Subalpine ecosystems are natural laboratories to study the evolution of global warming, since their dynamics are particularly sensitive to temperature changes. However, the alpine and subalpine environments also count on a long history of human use. In a recent study, we analysed the contribution of climate-human interactions to historical forest recruitment dynamics.
In this new article in Global Change Biology, we analysed three high-elevation pine forests (Pinus heldreichii and Pinus uncinata) in southern Europe. We selected these forests because they harbour some of the current oldest known trees in Europe, exceeding 1000 years of life (e.g. Italus and Adonis). These forests are located in the Pyrenees (north-eastern Spain), Pollino Massif (southern Italy) and Mt. Smolikas (northern Greece).
Using dendrochronology, we reconstructed the germination date of 1,146 trees and analysed the long-term recruitment dynamics in the three study forests. Curiously, our results showed coupled peaks of tree establishment in the late 15th and early 16th centuries. So, the next step was to investigate the potential drivers and interactions of such widespread tree recruitment. The similitude in mountain forests located thousands of kilometres away pointed towards a regional-wide driver; therefore, we analysed the influence of temperature changes, the effects of historical human practices and the role of potential synoptic climatic drivers (e.g. North Atlantic Oscillation).

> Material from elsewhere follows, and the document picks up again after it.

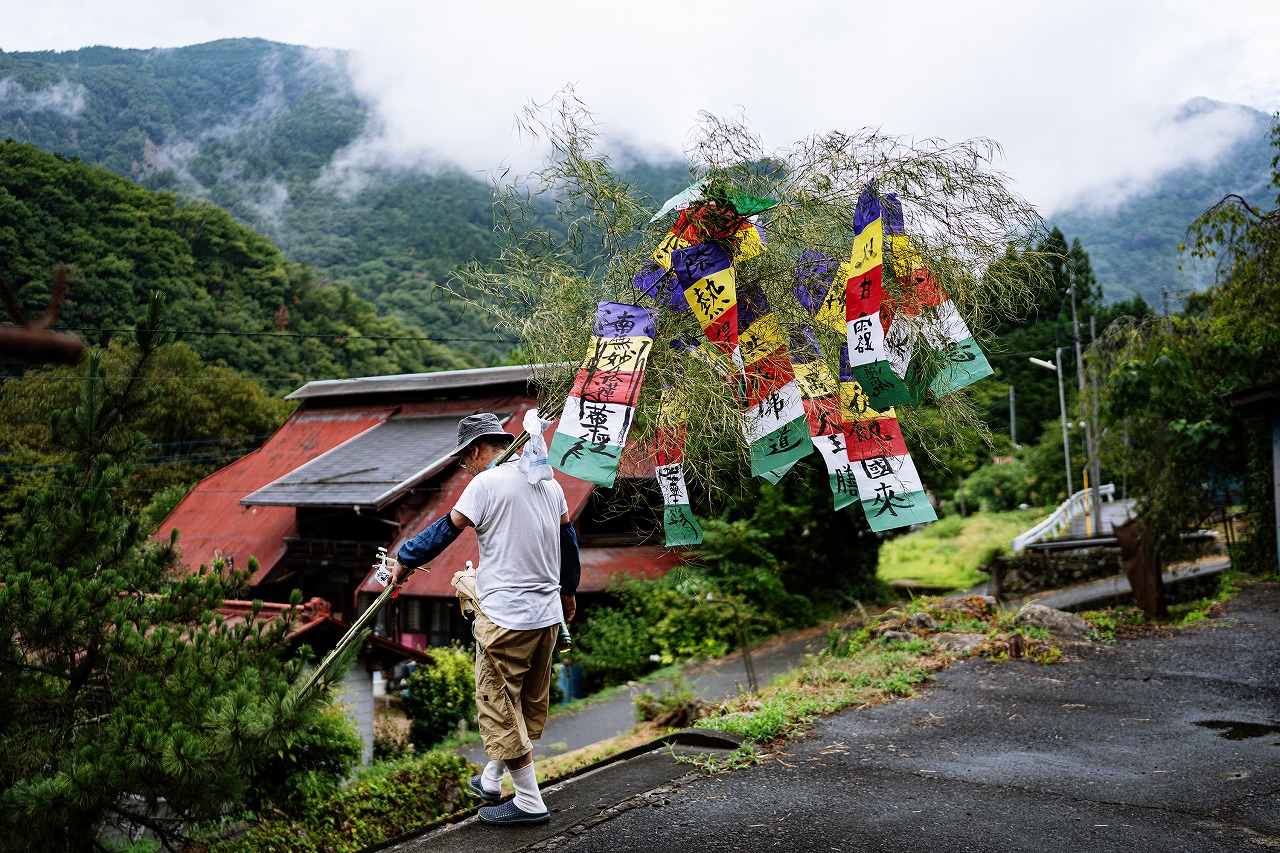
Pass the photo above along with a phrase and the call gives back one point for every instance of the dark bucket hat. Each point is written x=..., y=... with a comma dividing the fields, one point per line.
x=474, y=427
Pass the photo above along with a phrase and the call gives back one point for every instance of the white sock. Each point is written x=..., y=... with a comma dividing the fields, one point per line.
x=528, y=797
x=492, y=776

The peak of tree recruitment followed the late-medieval demographic crisis of the 14th and 15th centuries, which was documented by recurrent famines, the Black Death pandemic and political turmoil. During Medieval times, human land use deeply affected the mountain systems of Europe. At that time, mountain pastures represented a fundamental resource for the local population. The late-medieval crisis led to a large-scale depopulation of rural areas and, therefore, the agro-pastoral activities in the following decades and centuries terminated or decreased considerably. Abandoned pastures were progressively dominated by pines after a period when stands with mature reproductive trees were restored and soils capable of harbouring pine saplings were formed. In other words, forests reclaimed spaces that humans had occupied in the past.

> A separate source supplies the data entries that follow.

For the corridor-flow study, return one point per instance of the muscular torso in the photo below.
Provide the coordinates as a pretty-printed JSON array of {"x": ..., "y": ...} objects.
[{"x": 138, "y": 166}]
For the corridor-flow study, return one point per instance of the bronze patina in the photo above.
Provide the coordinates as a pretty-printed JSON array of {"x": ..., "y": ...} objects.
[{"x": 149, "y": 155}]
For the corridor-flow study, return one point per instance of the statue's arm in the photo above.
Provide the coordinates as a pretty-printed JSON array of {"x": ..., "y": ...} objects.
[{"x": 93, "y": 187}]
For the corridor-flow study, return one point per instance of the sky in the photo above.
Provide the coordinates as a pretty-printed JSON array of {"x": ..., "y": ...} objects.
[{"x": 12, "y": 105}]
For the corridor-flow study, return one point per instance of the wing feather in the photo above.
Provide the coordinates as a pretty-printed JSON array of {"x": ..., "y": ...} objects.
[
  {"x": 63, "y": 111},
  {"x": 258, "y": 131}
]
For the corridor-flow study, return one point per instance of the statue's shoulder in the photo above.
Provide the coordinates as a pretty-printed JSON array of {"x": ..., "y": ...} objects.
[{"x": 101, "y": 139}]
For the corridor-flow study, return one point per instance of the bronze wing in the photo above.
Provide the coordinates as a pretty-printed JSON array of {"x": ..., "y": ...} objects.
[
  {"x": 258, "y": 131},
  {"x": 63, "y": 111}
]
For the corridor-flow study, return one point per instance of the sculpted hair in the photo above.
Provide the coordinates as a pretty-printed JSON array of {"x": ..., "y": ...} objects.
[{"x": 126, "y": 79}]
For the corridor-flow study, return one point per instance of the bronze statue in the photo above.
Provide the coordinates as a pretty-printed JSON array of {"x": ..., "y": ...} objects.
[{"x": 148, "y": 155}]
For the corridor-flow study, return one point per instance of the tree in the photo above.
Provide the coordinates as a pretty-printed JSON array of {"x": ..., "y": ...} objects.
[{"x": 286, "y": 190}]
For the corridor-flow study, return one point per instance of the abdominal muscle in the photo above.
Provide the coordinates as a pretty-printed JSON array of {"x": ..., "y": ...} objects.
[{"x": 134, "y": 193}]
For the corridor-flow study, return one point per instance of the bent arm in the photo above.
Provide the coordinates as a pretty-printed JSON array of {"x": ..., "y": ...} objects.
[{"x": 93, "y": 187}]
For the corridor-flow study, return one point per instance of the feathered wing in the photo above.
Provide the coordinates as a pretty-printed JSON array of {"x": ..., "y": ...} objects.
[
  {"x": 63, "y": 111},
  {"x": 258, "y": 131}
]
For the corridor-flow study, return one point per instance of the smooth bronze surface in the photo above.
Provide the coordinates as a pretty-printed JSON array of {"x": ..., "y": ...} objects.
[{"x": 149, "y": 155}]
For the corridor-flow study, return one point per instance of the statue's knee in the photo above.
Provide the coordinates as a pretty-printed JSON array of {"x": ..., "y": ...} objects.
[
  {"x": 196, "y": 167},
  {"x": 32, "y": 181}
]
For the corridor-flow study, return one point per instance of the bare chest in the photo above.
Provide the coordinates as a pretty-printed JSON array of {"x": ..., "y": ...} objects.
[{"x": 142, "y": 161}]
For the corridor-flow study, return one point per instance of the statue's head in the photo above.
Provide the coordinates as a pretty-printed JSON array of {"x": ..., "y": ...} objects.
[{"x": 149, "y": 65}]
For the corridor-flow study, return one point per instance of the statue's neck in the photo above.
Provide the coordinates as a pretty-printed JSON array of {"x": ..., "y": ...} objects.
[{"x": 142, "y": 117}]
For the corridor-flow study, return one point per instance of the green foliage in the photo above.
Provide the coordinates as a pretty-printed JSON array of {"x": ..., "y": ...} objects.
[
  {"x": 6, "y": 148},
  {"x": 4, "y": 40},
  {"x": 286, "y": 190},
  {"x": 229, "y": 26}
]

In addition to the societal/sanitary dimension, the beginning of the Little Ice Age around 1450 CE turned climate towards cooler and more unstable conditions, promoting a rapid cessation of grazing activities in the high-elevation belt. All in all, the current abundance of old trees and mature forests in southern European mountains may be a consequence of this historical process. These long-living forest ecosystems have been storing carbon for centuries, protecting at the same time unique biodiversity. Their strict conservation is therefore essential to keep these last stands of ancient trees.

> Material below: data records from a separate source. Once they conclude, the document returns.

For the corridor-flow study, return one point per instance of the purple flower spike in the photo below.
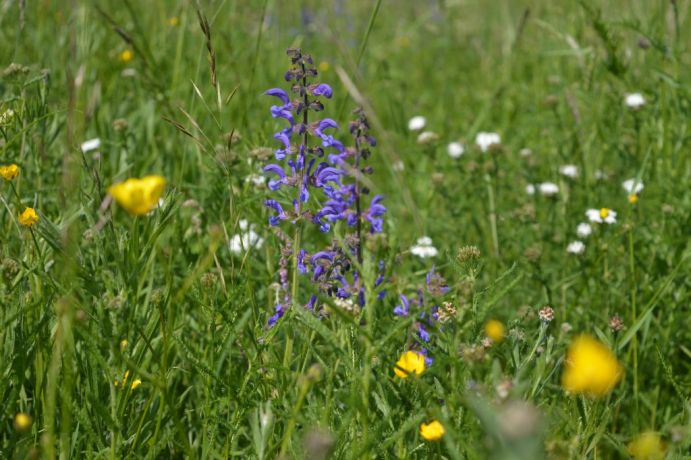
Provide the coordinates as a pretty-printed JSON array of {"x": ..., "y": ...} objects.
[
  {"x": 279, "y": 93},
  {"x": 322, "y": 89},
  {"x": 280, "y": 213},
  {"x": 404, "y": 308}
]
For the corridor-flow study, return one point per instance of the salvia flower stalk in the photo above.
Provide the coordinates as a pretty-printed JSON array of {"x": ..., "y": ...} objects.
[{"x": 316, "y": 181}]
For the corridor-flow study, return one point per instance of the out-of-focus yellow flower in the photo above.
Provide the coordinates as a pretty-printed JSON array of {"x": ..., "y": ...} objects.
[
  {"x": 138, "y": 196},
  {"x": 135, "y": 383},
  {"x": 409, "y": 363},
  {"x": 647, "y": 446},
  {"x": 591, "y": 368},
  {"x": 28, "y": 218},
  {"x": 126, "y": 56},
  {"x": 22, "y": 422},
  {"x": 432, "y": 431},
  {"x": 495, "y": 330},
  {"x": 9, "y": 172}
]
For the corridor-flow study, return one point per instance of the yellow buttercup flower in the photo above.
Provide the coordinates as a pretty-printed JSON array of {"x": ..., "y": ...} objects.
[
  {"x": 138, "y": 196},
  {"x": 28, "y": 218},
  {"x": 591, "y": 368},
  {"x": 409, "y": 363},
  {"x": 126, "y": 56},
  {"x": 9, "y": 172},
  {"x": 647, "y": 446},
  {"x": 495, "y": 330},
  {"x": 432, "y": 431},
  {"x": 22, "y": 422}
]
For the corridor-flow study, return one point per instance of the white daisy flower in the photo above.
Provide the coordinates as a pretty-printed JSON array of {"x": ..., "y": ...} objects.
[
  {"x": 603, "y": 215},
  {"x": 486, "y": 140},
  {"x": 548, "y": 188},
  {"x": 584, "y": 230},
  {"x": 417, "y": 123},
  {"x": 575, "y": 247},
  {"x": 246, "y": 240},
  {"x": 632, "y": 186},
  {"x": 455, "y": 149},
  {"x": 570, "y": 171},
  {"x": 634, "y": 100},
  {"x": 423, "y": 248},
  {"x": 91, "y": 144},
  {"x": 427, "y": 137}
]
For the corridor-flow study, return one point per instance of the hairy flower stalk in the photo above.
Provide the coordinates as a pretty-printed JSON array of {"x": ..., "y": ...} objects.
[{"x": 326, "y": 183}]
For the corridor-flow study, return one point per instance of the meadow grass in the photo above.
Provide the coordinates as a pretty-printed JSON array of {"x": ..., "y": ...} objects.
[{"x": 93, "y": 299}]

Currently, a new wave of forest expansion is taking place in subalpine environments. In this case, the cessation of traditional land use started in the second half of the 20th century, and a gradual conversion of subalpine grasslands to forests is being observed. The exodus of rural population towards cities is the cause behind this recent land use abandonment, but the effect on rewilding mountain landscapes is being similar to that of the early phase of the late-medieval crisis. However, warmer temperatures due to climate change and increasing air concentrations of N and CO2 may also be favouring the current rapid forest expansion.